Being able to flex the neck is an absolute prerequisite to the first ride.  A horse that braces against pressure on the face is not only difficult to ride, but leaves you with no control if something goes wrong.  Before I think about stepping on a horse, I need to know that I have the ability to turn them. 

Winding up

This is an exercise that is very easy to teach.  Most horses respond very well to this, learn it quickly, and seem to enjoy it.  When winding a horse up, we are asking the horse to tolerate a rope behind the hind legs, to flex his neck in response to pressure, and to move his feet accordingly.

Start by running the your lead rope from the halter, behind the horse (above the hocks), and back to you on the other side.  Putting pressure on the lead rope should cause your colt to flex his neck.  Walking backwards, you'll continue to put pressure on the rope, resulting in your colt yielding his hips.  If you continue walking, the front end should start to pivot around the hips, and the horse will finally walk forward towards you.

Start slow, working step by step.  Pretty soon, you'll find your colt will soften up and figure out this 'game'!

Lateral flexions

You can practice basic flexions you'll need when riding while you are still safely on the ground.  Stand back by the withers, you can put your hands in a position close to where they will be when you are mounted.  Practice flexing your horse's neck towards you from either side.  To increase the challenge, toss the rope over the horse's neck and flex the neck away from you.  Challenge yourself to see how soft and light you can get your colt.

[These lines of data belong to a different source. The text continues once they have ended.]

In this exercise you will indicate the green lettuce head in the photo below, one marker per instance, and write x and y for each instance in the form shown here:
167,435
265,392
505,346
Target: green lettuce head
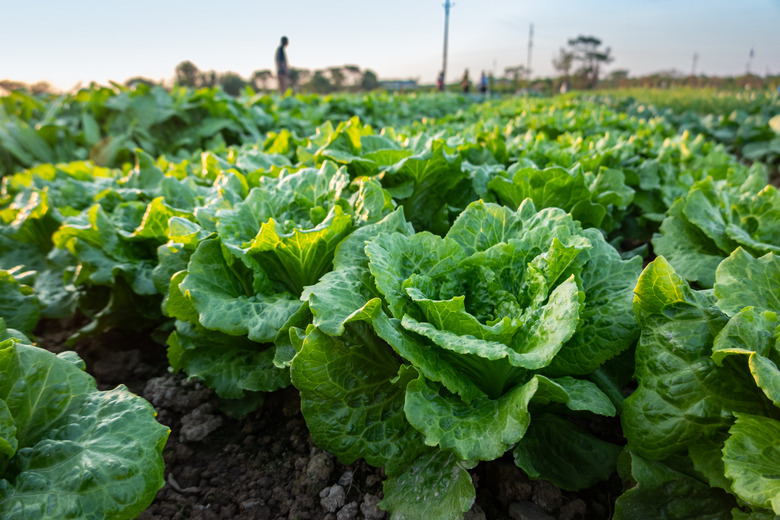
500,314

Please use caution and common sense.  Horses are large animals, with an exceptional amount of power and strength.  They are also concerned above all with their own personal safety, and will do whatever they feel it takes to keep themselves from harm.  Being individuals that act and react differently, the only certainty you have when working a horse is uncertainty.  I am a professional trainer with twenty plus years experience, yet even with the knowledge I possess, I still get hurt from time to time.  This blog and the accompanying media are for entertainment purposes only.  No responsibility will be assumed for injuries or damages incurred while trying to use these methods at home.  Please ride responsibly; protective gear can save your life!